The routine used for fitting curves is part of the scipy.optimize module and is called scipy.optimize.curve_fit(). So first said module has to be imported.

>>> import scipy.optimize

The function that you want to fit to your data has to be defined with the x values as first argument and all parameters as subsequent arguments.

>>> def parabola(x, a, b, c):
...     return a*x**2 + b*x + c
...

For test purposes the data is generated using said function with known parameters.

>>> params = [-0.1, 0.5, 1.2]
>>> x = np.linspace(-5, 5, 31)
>>> y = parabola(x, params[0], params[1], params[2])
>>> plt.plot(x, y, label='analytical')  
[<matplotlib.lines.Line2D object at ...>]
>>> plt.legend(loc='lower right')  
<matplotlib.legend.Legend object at ...>
>>> plt.show()
../_images/fitting_curves-3.png

Then some small deviations are introduced as fitting a function to data generated by itself is kind of boring.

>>> r = np.random.RandomState(42)
>>> y_with_errors = y + r.uniform(-1, 1, y.size)
>>> plt.plot(x, y_with_errors, label='sample')  
[<matplotlib.lines.Line2D object at ...>]
>>> plt.legend(loc='lower right')  
<matplotlib.legend.Legend object at ...>
>>> plt.show()
../_images/fitting_curves-4.png

Now the fitting routine can be called.

>>> fit_params, pcov = scipy.optimize.curve_fit(parabola, x, y_with_errors)

It returns two results, the parameters that resulted from the fit as well as the covariance matrix which may be used to compute some form of quality scale for the fit.

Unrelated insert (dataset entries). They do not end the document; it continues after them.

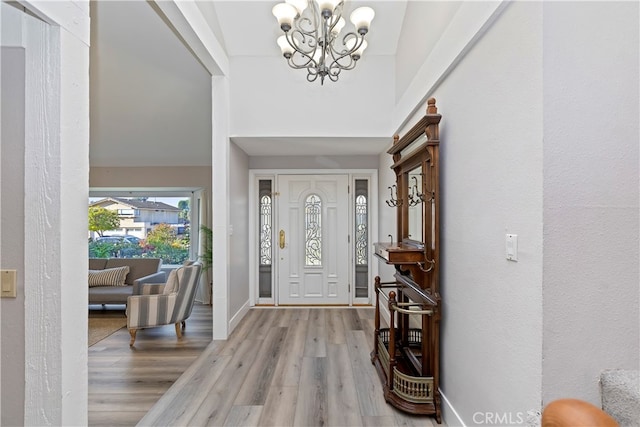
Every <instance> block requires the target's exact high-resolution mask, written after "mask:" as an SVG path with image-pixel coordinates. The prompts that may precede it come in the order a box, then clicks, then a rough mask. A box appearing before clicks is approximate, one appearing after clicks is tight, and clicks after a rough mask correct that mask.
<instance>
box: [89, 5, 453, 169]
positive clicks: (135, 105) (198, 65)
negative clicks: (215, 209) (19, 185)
mask: <svg viewBox="0 0 640 427" xmlns="http://www.w3.org/2000/svg"><path fill="white" fill-rule="evenodd" d="M276 3H278V1H277V0H257V1H256V0H251V1H245V0H211V1H199V2H197V3H196V4H197V5H198V7H199V8H200V10H201V12H202V14H203V15H204V17H205V19H206V20H207V21H208V22H209V24H210V26H211V27H212V29H213V32H214V34H215V35H216V37H217V38H218V39H219V41H220V42H221V43H222V44H223V46H224V48H225V50H226V52H227V55H228V56H229V57H230V58H231V59H232V60H233V58H234V57H270V58H278V59H282V58H281V56H280V55H281V54H280V51H279V48H278V47H277V45H276V43H275V40H276V38H277V37H278V36H279V35H280V34H281V31H280V29H279V28H278V25H277V22H276V20H275V18H274V17H273V15H272V13H271V9H272V7H273V6H274V5H275V4H276ZM409 3H410V2H408V1H406V0H387V1H382V0H350V1H348V2H347V4H346V6H345V10H346V13H345V16H346V17H347V18H348V16H349V14H350V12H351V10H353V9H355V8H356V7H359V6H362V5H368V6H371V7H372V8H374V10H375V12H376V16H375V18H374V20H373V22H372V25H371V31H370V33H369V34H368V35H367V40H368V42H369V45H368V48H367V51H366V52H365V55H372V56H373V55H387V56H394V55H395V54H396V52H397V49H398V40H399V39H400V37H401V32H402V29H403V25H404V23H405V14H406V13H407V10H408V7H407V5H408V4H409ZM411 3H414V4H418V3H421V2H418V1H413V2H411ZM437 3H438V4H440V3H447V2H437ZM452 3H455V2H452ZM432 4H433V3H432ZM156 9H157V7H154V5H153V2H132V1H99V2H91V19H92V40H91V42H92V49H91V148H90V157H91V164H92V166H114V165H118V166H166V165H210V164H211V121H210V118H211V100H210V94H211V91H210V89H206V87H207V86H206V85H207V83H206V82H207V81H208V82H209V84H210V76H209V75H208V73H207V72H206V70H205V69H204V67H203V66H202V64H200V63H199V62H198V60H197V59H196V58H195V57H194V55H192V54H191V53H190V51H189V50H188V49H187V48H186V47H185V44H184V43H183V42H182V40H181V39H180V38H179V37H178V36H176V34H174V32H173V31H172V30H171V29H170V27H169V26H168V25H167V24H166V22H164V21H163V18H162V17H161V16H160V14H159V13H158V12H157V10H156ZM409 9H410V8H409ZM407 16H409V15H407ZM425 19H428V18H425ZM349 25H350V24H349ZM418 43H420V41H418ZM265 62H267V61H266V60H265ZM203 82H205V83H203ZM206 104H208V105H206ZM345 139H348V144H346V143H345ZM232 140H233V141H234V142H235V143H236V144H237V145H238V146H240V148H242V149H243V150H244V151H245V152H246V153H247V154H248V155H250V156H266V155H270V156H276V155H333V156H335V155H377V154H379V153H381V152H383V151H384V150H385V148H386V146H387V145H388V144H389V138H388V137H384V138H382V137H375V136H368V137H348V138H337V137H333V138H331V137H330V138H319V137H317V136H311V135H309V136H302V137H297V138H296V140H295V142H296V143H295V147H294V145H292V144H291V140H290V139H288V138H286V137H283V138H275V137H259V136H250V137H249V136H243V135H235V136H234V137H232ZM292 147H294V148H292Z"/></svg>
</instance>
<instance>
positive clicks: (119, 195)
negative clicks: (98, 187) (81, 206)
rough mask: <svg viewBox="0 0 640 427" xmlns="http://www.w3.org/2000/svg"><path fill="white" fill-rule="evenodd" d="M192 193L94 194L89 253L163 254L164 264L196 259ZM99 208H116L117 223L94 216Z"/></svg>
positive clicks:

The actual data for the fit may be compared to the real parameters:

>>> for param, fit_param in zip(params, fit_params):
...     print(param, fit_param)
...
-0.1 -0.0906682795944
0.5 0.472361903203
1.2 1.00514576223
>>> y_fit = parabola(x, *fit_params)
>>> plt.plot(x, y_fit, label='fit')  
[<matplotlib.lines.Line2D object at ...>]
>>> plt.legend(loc='lower right')  
<matplotlib.legend.Legend object at ...>
>>> plt.show()
../_images/fitting_curves-6.png

As you can see the fit is rather off for the third parameter c. A look at the covariance matrix also shows this:

>>> print(pcov)
[[  1.64209005e-04   1.75357845e-12  -1.45963560e-03]
 [  1.75357845e-12   1.16405938e-03  -1.73642112e-11]
 [ -1.45963560e-03  -1.73642112e-11   2.33217333e-02]]

But to get a more meaningful scale for the quality of the fit the documentation recommends the following:

>>> print(np.sqrt(np.diag(pcov)))
[ 0.01281441  0.03411831  0.15271455]

So the fit for a is quite well whereas the quality c is the worst of all the parameters.

Note

This routine works by iteratively varying the parameters and checking whether the fit got better or worse. To help the routine find the best fit it is hence a good idea to give it a good starting point. this can be done using the p0 argument of curve_fit(). In some cases this is even necessary.